Hacker News new | ask | show | jobs
by canadiantim 1157 days ago
Would using Cozo make sense for a social network? Certainly would make modelling comments easier but how well does it handle many concurrent users?

Can you intermix different storage engines as well? So e.g. a user could have a personal storage using sqlite but also easily save to a rocksDB storage as well?

In regards to the timetravel capabilities, can this be leveraged to implement git-like features querying these historical points in time in the data?

Also just curious your thoughts on how secure data is within Cozo? Or asked another way, how production-ready is Cozo. I know it's still early days but could Cozo be used as the primary database in a product being delivered today?

Great work all around, really awesome to see!

2 comments

Great questions!

- As can be seen https://docs.cozodb.org/en/latest/releases/v0.3.html, for concurrent writes about 200K QPS can be achieved with 24 threads on a pretty old server.
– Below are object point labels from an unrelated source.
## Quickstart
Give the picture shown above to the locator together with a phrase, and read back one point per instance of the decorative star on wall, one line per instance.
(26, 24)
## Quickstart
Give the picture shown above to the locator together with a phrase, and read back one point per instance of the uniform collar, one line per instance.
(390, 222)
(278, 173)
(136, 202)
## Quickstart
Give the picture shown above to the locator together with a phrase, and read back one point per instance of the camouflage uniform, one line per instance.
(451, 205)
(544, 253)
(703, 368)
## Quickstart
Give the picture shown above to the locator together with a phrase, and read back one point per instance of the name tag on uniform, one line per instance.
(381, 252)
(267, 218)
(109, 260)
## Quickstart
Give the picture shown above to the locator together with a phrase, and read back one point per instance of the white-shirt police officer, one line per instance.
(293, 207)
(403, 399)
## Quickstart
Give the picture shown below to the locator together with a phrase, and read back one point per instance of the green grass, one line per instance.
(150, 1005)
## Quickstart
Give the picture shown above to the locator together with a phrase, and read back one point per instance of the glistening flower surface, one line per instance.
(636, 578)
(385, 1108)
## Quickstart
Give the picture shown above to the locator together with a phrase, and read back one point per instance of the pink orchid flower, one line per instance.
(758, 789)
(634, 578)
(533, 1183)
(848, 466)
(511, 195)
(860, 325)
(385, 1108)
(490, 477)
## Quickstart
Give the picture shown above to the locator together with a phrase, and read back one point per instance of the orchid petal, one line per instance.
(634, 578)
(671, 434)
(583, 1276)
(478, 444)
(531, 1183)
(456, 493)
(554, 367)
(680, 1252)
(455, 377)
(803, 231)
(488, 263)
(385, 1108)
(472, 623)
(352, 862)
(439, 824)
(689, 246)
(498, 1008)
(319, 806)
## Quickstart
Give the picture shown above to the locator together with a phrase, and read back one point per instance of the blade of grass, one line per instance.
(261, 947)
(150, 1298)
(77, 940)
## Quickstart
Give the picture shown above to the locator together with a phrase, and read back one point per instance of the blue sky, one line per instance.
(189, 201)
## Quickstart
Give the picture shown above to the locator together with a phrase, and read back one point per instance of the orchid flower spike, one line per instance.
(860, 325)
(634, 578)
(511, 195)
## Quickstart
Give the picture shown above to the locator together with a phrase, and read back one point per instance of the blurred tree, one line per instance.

I think it is enough for a small to medium social network.

- You can start independent instances and use them together in your user code. You can have as many as you like, but data can only be exchanged through your code: they can't talk directly to each other.

- If by git-like you mean point-in-time queries, yes that's what the feature is for. But git comes with lots of other things such as merge logic, etc. These need to be implemented outside CozoDB.

- We do use CozoDB for data storage in production systems ourselves, and we back up a lot. So far nothing disastrous has happened. Note that CozoDB does not have any meaningful concept of user/authentication/authorization (yet), so you must make sure that only trusted clients can reach it (only an issue if you use the standalone server, since the embedded DBs do not open any ports).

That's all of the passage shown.